When is the right time to file suit in a business dispute? It depends on a number of factors. Filing a lawsuit is a drastic remedy and as a general rule alternatives should be pursued first. However, that is not always possible. Sometimes the matter at hand is an emergency and it is essential to get into court to seek an emergency remedy, such as a temporary restraining order. Other times, the statute of limitations may be rapidly approaching, such that you simply cannot wait any longer to file suit. In still other situations, there may be a strategic benefit to racing to the courthouse before your adversary gets there first.
But in the majority of circumstances, suit should not be filed until after you have notified your adversary of your potential claims and your intention to file suit if those claims are not satisfactorily addressed. This may take the form of a demand letter, a cease and desist letter, or a request for information or a meeting. Regardless of the form, you want to clearly lay out the factual and legal issues and give your adversary an opportunity to respond. Generally, you should put a deadline on the response, and that deadline should not be unreasonable.

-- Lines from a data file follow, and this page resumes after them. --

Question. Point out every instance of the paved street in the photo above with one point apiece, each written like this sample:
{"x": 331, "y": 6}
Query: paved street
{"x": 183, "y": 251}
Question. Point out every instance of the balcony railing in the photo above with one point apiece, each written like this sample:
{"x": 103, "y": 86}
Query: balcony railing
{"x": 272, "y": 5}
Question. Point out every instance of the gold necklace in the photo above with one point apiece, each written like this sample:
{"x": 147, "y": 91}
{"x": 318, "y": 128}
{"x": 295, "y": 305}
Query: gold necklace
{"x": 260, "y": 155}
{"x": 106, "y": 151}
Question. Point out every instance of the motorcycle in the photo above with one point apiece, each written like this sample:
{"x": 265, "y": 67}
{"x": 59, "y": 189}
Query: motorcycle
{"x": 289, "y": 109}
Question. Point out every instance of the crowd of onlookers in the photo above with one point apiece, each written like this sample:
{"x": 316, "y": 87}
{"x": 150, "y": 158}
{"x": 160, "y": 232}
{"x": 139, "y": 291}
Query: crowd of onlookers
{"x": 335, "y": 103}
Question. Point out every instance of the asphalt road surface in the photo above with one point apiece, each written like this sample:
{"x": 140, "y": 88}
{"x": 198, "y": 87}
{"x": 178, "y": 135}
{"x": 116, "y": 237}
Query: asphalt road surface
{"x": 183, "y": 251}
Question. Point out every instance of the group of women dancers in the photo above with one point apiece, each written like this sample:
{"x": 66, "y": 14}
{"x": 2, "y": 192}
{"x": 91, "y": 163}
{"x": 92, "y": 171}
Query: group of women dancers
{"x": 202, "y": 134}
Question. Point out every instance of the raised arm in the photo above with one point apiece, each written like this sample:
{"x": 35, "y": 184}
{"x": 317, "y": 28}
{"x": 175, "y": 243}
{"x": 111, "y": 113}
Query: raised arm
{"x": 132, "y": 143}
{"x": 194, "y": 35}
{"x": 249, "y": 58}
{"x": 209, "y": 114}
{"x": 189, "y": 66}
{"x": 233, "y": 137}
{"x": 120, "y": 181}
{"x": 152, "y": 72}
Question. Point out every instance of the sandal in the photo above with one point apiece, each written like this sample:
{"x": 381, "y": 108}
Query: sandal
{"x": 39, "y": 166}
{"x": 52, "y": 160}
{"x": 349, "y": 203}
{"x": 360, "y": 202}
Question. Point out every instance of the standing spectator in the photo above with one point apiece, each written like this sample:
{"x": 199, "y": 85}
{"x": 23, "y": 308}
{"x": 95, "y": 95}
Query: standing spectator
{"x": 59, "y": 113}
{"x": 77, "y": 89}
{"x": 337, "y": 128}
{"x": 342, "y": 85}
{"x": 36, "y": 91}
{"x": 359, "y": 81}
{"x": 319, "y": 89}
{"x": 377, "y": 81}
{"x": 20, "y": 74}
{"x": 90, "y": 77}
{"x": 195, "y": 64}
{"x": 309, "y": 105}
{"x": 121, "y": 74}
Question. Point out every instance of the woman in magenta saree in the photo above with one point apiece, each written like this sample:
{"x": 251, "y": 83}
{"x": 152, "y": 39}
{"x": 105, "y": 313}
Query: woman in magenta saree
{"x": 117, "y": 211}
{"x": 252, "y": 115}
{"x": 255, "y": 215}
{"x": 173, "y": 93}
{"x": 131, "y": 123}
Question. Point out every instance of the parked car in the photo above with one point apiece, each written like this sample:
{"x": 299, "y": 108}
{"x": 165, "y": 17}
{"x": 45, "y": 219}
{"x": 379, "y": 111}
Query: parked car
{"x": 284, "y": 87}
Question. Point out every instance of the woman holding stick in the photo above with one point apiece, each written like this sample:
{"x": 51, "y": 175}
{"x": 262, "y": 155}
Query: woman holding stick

What is accomplished by doing this? Several things. First, some cases can be settled and litigation avoided. More often, the case will not be settled, but the issues may be clarified and/or simplified as a result of a dialog with your adversary. Even in those cases where it becomes immediately obvious that a settlement is not forthcoming with a lawsuit being filed, I usually learn some information (factual or strategic) that I am able to put to use when drafting the lawsuit.